The real story was not Arm versus x86. It was merchant silicon versus vertically integrated cloud infrastructure.

AWS does not sell chips. AWS rents compute.


Section 01 What the 2021 Graviton3 article got right

The 2021 SemiAnalysis piece on Graviton3 is the historical anchor for this essay[1]. It started with the point that AWS's hardware journey began with the acquisition of Annapurna Labs in 2015, and that Nitro was the first big in-housing effort. Nitro offloaded hypervisor, networking, storage, and security functions away from the host CPU. That freed more CPU cores to be rented directly to customers instead of being consumed by AWS management overhead.
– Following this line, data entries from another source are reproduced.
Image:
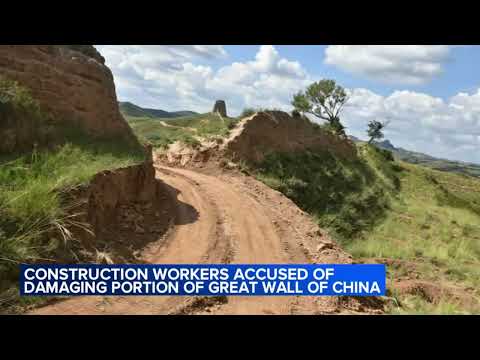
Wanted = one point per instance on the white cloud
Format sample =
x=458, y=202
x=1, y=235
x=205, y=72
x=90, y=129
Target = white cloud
x=172, y=77
x=185, y=78
x=448, y=129
x=395, y=64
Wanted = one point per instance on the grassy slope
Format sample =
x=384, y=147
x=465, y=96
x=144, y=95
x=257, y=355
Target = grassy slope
x=378, y=208
x=185, y=129
x=33, y=219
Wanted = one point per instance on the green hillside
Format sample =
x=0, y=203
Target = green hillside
x=424, y=223
x=131, y=110
x=430, y=161
x=34, y=217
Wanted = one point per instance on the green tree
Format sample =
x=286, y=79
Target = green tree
x=325, y=100
x=375, y=130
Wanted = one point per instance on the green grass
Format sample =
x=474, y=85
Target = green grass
x=380, y=208
x=35, y=219
x=345, y=196
x=186, y=129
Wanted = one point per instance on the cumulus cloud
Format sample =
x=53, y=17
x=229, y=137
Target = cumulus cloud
x=395, y=64
x=448, y=129
x=183, y=77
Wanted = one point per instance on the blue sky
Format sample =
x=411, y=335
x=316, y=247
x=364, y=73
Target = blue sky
x=430, y=94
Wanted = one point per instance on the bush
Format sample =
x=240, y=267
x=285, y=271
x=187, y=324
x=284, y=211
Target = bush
x=247, y=112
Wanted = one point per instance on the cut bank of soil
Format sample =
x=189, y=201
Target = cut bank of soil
x=229, y=218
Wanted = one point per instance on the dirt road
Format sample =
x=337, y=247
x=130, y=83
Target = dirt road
x=225, y=219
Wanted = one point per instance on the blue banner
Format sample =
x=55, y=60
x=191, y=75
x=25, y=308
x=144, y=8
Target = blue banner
x=203, y=280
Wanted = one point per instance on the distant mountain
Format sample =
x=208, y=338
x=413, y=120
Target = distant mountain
x=427, y=160
x=129, y=109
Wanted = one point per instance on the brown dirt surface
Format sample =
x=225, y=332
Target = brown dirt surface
x=227, y=217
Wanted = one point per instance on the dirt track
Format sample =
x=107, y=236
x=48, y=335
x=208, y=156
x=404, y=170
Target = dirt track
x=226, y=219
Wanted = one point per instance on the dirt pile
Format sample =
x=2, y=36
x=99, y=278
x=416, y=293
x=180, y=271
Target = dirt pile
x=256, y=136
x=125, y=209
x=277, y=131
x=71, y=82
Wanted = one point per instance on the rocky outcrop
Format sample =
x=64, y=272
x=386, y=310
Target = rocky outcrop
x=70, y=82
x=220, y=107
x=277, y=131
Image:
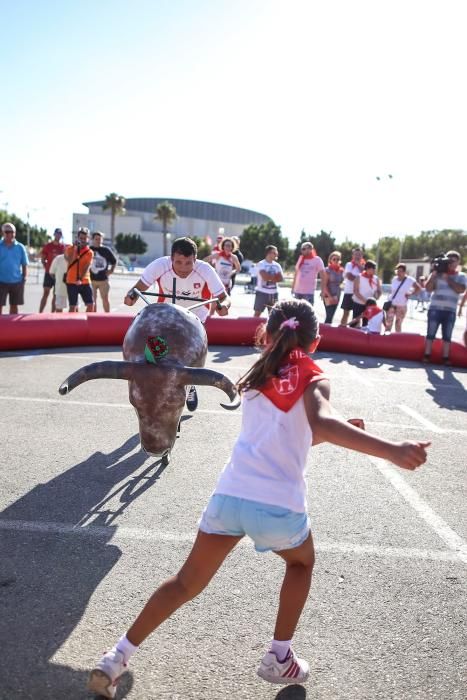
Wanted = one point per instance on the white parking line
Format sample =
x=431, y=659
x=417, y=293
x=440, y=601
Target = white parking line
x=421, y=419
x=116, y=533
x=437, y=524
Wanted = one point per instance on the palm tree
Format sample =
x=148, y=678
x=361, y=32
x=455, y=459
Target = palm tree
x=116, y=203
x=166, y=213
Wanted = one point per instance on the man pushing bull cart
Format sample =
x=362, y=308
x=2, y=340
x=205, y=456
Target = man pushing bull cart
x=181, y=278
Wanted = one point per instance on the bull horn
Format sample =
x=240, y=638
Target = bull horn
x=208, y=377
x=98, y=370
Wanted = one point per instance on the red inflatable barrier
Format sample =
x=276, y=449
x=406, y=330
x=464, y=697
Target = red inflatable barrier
x=29, y=331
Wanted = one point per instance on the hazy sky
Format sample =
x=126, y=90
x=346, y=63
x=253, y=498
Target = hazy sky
x=288, y=107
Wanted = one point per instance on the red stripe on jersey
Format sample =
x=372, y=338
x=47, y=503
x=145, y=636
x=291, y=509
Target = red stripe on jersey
x=161, y=290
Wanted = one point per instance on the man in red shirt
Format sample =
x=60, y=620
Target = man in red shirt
x=49, y=252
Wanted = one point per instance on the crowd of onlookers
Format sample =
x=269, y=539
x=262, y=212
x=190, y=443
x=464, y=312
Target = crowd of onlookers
x=83, y=268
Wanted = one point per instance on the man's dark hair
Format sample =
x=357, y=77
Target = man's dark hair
x=184, y=246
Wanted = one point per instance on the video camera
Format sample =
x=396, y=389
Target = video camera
x=441, y=263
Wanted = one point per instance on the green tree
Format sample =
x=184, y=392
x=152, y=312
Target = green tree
x=386, y=254
x=37, y=236
x=116, y=204
x=256, y=237
x=167, y=214
x=130, y=243
x=204, y=249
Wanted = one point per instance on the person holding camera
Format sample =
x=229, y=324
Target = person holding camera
x=446, y=283
x=402, y=288
x=78, y=281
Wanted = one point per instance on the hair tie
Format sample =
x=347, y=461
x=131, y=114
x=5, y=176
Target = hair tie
x=290, y=323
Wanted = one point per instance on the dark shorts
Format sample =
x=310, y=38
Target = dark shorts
x=440, y=317
x=263, y=301
x=14, y=291
x=347, y=303
x=83, y=290
x=49, y=281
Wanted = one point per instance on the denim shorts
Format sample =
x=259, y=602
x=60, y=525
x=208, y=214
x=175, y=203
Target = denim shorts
x=440, y=317
x=271, y=528
x=308, y=297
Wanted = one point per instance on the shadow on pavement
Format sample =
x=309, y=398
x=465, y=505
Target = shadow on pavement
x=47, y=577
x=447, y=392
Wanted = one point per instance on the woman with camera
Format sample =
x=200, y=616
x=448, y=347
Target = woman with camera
x=446, y=284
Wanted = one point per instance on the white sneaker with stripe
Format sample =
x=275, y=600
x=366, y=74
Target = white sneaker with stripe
x=291, y=670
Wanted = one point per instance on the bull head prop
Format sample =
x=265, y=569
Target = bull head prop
x=164, y=351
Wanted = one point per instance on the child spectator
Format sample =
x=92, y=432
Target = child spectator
x=373, y=317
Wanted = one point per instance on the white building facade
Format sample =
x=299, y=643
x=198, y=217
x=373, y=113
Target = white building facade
x=194, y=218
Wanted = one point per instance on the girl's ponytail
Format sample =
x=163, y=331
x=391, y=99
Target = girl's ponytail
x=291, y=324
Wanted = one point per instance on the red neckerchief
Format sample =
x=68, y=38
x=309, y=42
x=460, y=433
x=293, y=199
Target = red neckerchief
x=302, y=258
x=369, y=278
x=371, y=311
x=336, y=267
x=296, y=372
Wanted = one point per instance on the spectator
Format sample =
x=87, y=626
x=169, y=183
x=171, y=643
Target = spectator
x=193, y=278
x=239, y=255
x=372, y=316
x=308, y=268
x=351, y=271
x=13, y=269
x=103, y=265
x=58, y=270
x=78, y=281
x=446, y=287
x=269, y=273
x=217, y=248
x=225, y=262
x=49, y=252
x=402, y=288
x=365, y=285
x=461, y=306
x=335, y=275
x=423, y=297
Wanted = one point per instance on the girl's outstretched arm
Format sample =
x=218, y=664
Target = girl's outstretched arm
x=328, y=427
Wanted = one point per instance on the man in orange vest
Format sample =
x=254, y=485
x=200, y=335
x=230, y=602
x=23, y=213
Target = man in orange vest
x=78, y=280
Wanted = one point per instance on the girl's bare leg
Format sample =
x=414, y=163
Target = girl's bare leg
x=295, y=587
x=204, y=560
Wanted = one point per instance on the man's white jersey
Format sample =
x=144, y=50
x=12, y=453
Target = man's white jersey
x=202, y=283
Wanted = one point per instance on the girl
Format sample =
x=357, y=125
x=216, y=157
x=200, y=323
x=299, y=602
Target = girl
x=366, y=285
x=335, y=273
x=262, y=492
x=225, y=262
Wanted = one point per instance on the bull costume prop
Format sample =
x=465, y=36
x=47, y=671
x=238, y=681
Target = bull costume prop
x=164, y=351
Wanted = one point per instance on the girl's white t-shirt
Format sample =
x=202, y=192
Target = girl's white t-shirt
x=268, y=461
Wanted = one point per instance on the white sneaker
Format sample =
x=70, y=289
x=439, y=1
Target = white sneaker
x=291, y=670
x=104, y=677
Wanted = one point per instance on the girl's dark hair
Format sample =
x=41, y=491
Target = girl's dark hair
x=281, y=340
x=184, y=246
x=227, y=239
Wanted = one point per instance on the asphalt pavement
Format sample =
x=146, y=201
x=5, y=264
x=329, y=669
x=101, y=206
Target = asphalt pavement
x=89, y=526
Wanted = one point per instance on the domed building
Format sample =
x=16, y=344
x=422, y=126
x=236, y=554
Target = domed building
x=194, y=218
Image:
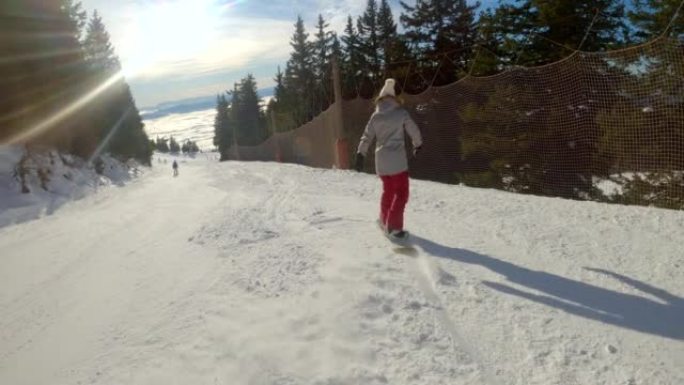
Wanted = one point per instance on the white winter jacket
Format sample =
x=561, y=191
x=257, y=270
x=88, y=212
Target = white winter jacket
x=387, y=126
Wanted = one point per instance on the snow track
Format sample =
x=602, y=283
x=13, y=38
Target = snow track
x=260, y=273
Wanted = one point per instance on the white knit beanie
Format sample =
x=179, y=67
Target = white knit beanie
x=388, y=89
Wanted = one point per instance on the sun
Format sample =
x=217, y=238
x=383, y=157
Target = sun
x=160, y=33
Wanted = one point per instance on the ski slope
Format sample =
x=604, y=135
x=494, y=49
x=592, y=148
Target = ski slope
x=261, y=273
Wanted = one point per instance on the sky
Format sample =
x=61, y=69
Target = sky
x=179, y=49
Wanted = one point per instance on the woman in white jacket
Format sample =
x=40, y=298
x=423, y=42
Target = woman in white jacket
x=387, y=126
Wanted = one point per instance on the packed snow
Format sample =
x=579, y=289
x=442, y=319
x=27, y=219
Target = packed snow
x=264, y=273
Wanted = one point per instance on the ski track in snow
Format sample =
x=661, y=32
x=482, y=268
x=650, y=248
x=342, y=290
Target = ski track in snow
x=259, y=273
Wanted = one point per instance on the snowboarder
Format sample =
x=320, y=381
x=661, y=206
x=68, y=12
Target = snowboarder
x=387, y=126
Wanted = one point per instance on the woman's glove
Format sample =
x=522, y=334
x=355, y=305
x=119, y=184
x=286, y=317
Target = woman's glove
x=358, y=164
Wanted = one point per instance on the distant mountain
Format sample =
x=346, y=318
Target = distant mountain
x=189, y=105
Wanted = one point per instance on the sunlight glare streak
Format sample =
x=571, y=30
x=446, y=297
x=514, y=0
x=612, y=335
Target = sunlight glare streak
x=59, y=116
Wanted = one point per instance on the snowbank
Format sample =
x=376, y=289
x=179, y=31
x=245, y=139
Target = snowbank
x=38, y=182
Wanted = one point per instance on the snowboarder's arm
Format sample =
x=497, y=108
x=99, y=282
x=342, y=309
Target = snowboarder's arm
x=413, y=131
x=367, y=137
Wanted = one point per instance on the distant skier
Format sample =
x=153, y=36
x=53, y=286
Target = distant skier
x=387, y=125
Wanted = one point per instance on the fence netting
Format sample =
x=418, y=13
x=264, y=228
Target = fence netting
x=606, y=126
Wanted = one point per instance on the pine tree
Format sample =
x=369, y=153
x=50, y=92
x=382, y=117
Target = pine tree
x=353, y=61
x=550, y=31
x=652, y=17
x=387, y=32
x=42, y=72
x=98, y=48
x=441, y=27
x=323, y=46
x=223, y=135
x=299, y=77
x=250, y=124
x=121, y=127
x=370, y=48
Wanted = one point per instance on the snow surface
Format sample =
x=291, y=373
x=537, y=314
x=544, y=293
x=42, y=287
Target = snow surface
x=197, y=126
x=67, y=178
x=260, y=273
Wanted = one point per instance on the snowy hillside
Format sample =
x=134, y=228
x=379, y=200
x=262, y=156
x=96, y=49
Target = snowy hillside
x=50, y=179
x=197, y=126
x=260, y=273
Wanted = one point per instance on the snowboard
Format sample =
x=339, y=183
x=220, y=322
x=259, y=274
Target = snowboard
x=404, y=243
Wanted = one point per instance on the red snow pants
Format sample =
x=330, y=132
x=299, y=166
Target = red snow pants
x=395, y=193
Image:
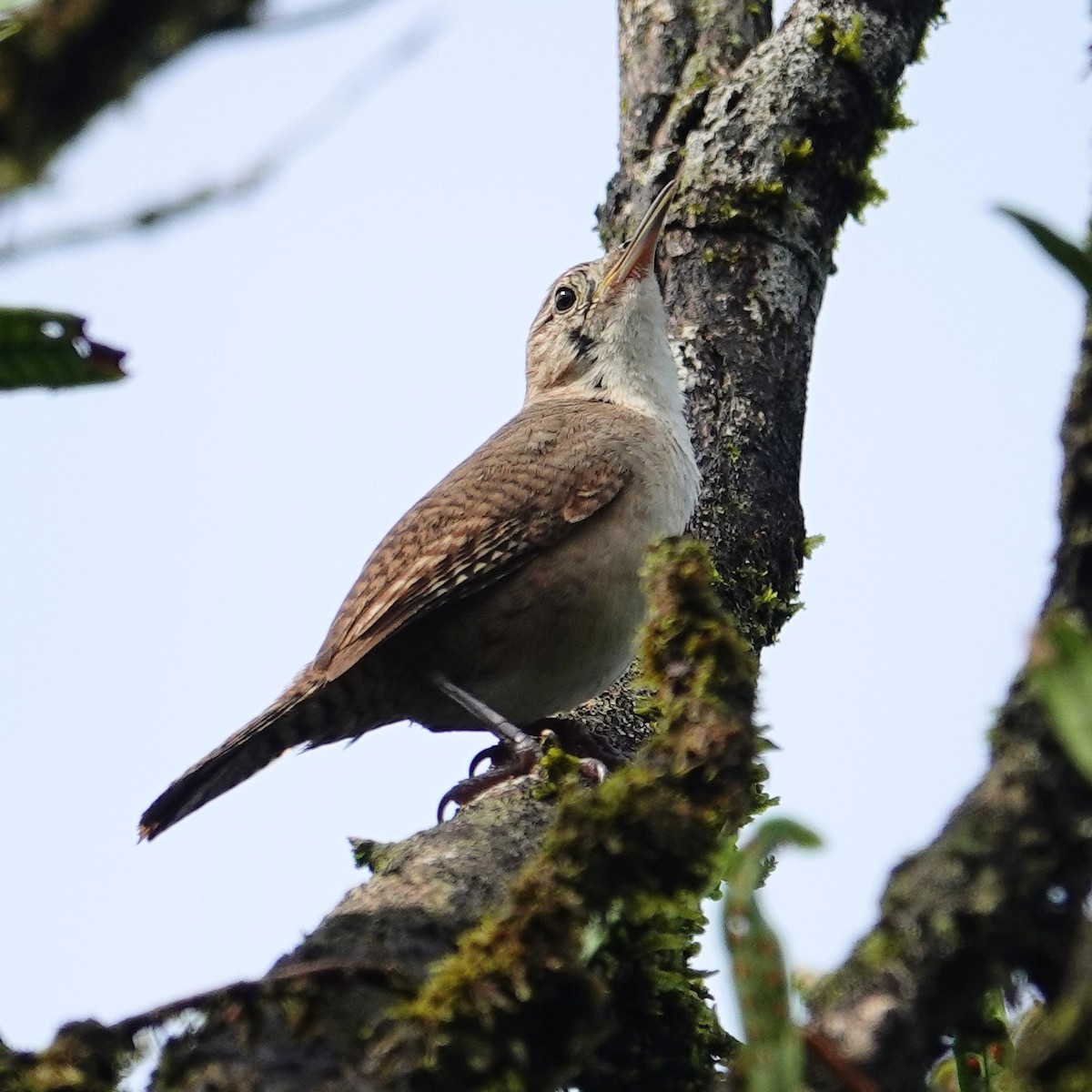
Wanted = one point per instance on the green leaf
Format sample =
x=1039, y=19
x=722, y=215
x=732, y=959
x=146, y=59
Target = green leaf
x=1062, y=677
x=774, y=1057
x=50, y=349
x=1076, y=260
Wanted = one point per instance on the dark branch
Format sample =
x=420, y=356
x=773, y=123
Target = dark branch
x=289, y=145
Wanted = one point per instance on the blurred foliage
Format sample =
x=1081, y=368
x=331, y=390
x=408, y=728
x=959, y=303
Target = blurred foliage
x=50, y=349
x=1074, y=259
x=1062, y=677
x=773, y=1059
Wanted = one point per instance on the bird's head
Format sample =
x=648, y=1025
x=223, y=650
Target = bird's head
x=602, y=332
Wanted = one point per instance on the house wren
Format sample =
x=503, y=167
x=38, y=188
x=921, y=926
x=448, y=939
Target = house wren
x=511, y=592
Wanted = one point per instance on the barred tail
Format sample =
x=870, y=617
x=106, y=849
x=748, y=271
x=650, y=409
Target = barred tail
x=298, y=716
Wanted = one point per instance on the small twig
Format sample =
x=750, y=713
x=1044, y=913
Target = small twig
x=292, y=142
x=310, y=16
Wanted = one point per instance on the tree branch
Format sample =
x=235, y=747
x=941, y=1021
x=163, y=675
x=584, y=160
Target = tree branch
x=306, y=131
x=771, y=156
x=1003, y=887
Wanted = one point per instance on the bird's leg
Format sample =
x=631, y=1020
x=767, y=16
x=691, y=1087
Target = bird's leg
x=517, y=752
x=576, y=738
x=514, y=756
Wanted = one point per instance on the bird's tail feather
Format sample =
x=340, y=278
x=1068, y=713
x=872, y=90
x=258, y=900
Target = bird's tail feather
x=288, y=723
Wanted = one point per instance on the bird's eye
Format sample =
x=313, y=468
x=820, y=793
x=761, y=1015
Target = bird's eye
x=565, y=298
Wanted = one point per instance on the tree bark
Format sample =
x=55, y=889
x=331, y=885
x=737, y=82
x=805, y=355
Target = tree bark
x=770, y=136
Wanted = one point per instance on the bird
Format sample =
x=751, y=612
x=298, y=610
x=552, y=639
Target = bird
x=511, y=591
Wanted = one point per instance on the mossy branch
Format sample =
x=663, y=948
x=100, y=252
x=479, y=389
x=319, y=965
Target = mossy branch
x=533, y=991
x=1004, y=885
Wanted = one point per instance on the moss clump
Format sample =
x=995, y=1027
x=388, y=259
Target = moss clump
x=794, y=153
x=557, y=770
x=85, y=1057
x=841, y=43
x=589, y=959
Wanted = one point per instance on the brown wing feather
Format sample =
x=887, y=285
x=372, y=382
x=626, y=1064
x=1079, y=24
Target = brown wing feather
x=545, y=470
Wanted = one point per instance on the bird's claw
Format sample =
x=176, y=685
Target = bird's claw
x=509, y=762
x=516, y=760
x=497, y=754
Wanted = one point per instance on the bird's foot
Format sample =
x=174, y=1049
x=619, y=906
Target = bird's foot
x=579, y=741
x=509, y=760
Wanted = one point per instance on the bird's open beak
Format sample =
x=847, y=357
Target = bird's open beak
x=637, y=259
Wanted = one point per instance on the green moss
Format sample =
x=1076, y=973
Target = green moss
x=841, y=43
x=557, y=769
x=590, y=956
x=367, y=853
x=865, y=190
x=85, y=1057
x=793, y=153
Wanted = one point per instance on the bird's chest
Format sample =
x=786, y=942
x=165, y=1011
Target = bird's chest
x=563, y=627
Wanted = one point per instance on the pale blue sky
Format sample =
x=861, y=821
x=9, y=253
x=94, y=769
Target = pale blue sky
x=307, y=364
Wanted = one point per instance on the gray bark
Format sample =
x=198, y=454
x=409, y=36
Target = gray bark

The piece then walked through the system that was being built around Nitro. AWS announced a custom SSD controller to reduce performance variability and bring SSD controller margins in-house. Graviton3 was described as a seven-die chiplet design with about 55B transistors, 25% higher performance per core versus Graviton2, and 50% more DDR bandwidth, with DDR5 and PCIe Gen5 blocks around the central compute die. AWS designed the chip, package, and motherboard to fit three Graviton3 sockets per server, with one Nitro card managing three sockets. The C7g system landed with 64 cores, 2.6 GHz, 300 GB/s memory bandwidth, and roughly 50B transistors, and the focus was explicitly TCO at the server and rack level, not just peak CPU performance[1].

Source notes — 2021 SemiAnalysis Graviton3 claims (historical)
  • AWS acquired Annapurna Labs in 2015.
  • Nitro offloaded VPC networking, EBS, Nitro SSDs, AQUA, and system control off the host CPU.
  • Custom SSD controllers framed as a way to in-house storage variability and controller margin.
  • Graviton3 described as a seven-die chiplet design, ~55B transistors, +25% per core vs Graviton2, +50% DDR bandwidth.
  • DDR5 and PCIe Gen5 controllers as separate tiles around the central compute die.
  • BGA packaging instead of socketed CPU packaging.
  • Chip, package, and motherboard designed together for three Graviton3 sockets per server with one Nitro card.
  • C7g system: 64 cores, 2.6 GHz, 300 GB/s memory bandwidth, ~50B transistors.
  • Optimization target framed as TCO at server and rack level, not peak per-socket performance.

The 2021 article was right that Graviton3 was a system-level move, not just an Arm CPU launch. The next four years extended that move into the rest of the cloud computer.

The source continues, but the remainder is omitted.